Complete step-by-step answer:
Step 1: First of all we have to prove (a) $CN.HM = BM.HN$ so we have to consider the diagram as given below:

So, in triangle BHM and triangle CHN,
$BN \bot AC$ and $CM \bot AB$
Hence, in triangle BHM and triangle CHN,
$ \Rightarrow \angle M = \angle N = {90^\circ}$
And as we know that $\angle BHM$ and $\angle CHN$are velocity opposite angles hence,
$\angle BHM$= $\angle CHN$
Therefore we can say that $\Delta BHM \sim \Delta CHN$ with the help of same centre (A-A)
Hence,
$CN.HM = BM.HN$
Step 2: Now, we have to prove (b) $\dfrac{{HC}}{{HB}} = \sqrt {\dfrac{{CN.HN}}{{BM.HM}}} $as we obtained from that step 1 that,
$\dfrac{{BM}}{{CN}} = \dfrac{{HM}}{{HN}}...............(1)$
So, $CN.HM = BM.HN$
Hence,
$\dfrac{{BM}}{{HM}} = \dfrac{{CN}}{{NH}}$
Now, we have to apply the components rule as mentioned in the solution hint.

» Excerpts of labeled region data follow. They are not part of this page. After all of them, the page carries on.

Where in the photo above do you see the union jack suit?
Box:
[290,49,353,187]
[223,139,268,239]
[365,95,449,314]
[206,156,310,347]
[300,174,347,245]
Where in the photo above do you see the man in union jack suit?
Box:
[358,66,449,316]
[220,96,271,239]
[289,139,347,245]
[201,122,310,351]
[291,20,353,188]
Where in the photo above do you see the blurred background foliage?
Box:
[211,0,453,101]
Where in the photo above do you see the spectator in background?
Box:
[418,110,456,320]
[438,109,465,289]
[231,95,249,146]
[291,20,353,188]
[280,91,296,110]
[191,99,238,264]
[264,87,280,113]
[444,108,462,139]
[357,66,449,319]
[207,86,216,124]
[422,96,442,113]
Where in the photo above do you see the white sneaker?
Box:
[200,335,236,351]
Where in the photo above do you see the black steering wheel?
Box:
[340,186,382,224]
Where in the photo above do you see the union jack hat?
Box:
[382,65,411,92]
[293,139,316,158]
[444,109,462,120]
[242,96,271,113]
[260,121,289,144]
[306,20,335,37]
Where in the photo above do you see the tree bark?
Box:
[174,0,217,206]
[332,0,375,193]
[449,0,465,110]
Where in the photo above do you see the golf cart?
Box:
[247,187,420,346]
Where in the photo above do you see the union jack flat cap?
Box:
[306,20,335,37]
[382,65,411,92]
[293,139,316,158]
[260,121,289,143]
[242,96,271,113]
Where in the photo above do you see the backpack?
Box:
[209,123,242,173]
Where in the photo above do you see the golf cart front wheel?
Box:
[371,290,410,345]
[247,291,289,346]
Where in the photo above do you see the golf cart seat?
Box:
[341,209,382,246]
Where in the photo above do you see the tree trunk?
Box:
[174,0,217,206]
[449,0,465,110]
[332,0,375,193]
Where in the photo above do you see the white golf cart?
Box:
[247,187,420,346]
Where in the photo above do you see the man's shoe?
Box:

$\dfrac{{BM + HM}}{{HM}} = \dfrac{{CN + NH}}{{NH}}$
But as we know that from the diagram $GH = BM + HM$ and $CH = CN + NH$
Hence,
$\dfrac{{BH}}{{CH}} = \dfrac{{MH}}{{NH}}...............(2)$
Now,
$\dfrac{{CH}}{{BH}} = \dfrac{{NH}}{{MH}}$
Hence,
$ \Rightarrow \dfrac{{CH}}{{BH}} = \sqrt {\dfrac{{NH}}{{MH}} \times \dfrac{{NH}}{{MH}}} $
Now, from the equation we can obtain,
$ \Rightarrow \dfrac{{CH}}{{BH}} = \sqrt {\dfrac{{NH.CN}}{{MN.BM}}} $
Step 3: Now, we have to prove, (3) $\Delta MHN \sim \Delta BHC$ we have to apply the properties of congruent triangle MHN and triangle BHC.
As we know that $\angle MHN$ and $\angle BHC$ are vertically opposite angles.
And,
$\dfrac{{BH}}{{CH}} = \dfrac{{MH}}{{NH}}$ which is obtained from the equation (2).
Hence with the side-angle-side rule we have proved that $\Delta MHN \sim \Delta BHC$
Final solution: Hence, we have proved that (1)$CN.HM = BM.HN$ (2) $\dfrac{{HC}}{{HB}} = \sqrt {\dfrac{{CN.HN}}{{BM.HM}}} $
And (3)$\Delta MHN \sim \Delta BHC$

Note: Vertically opposite angles are the angles opposite to each other when two lines cross and in this situation they share the same vertex.
Two triangles are congruent if their corresponding sides are equal in length, and their corresponding angles are equal in measure.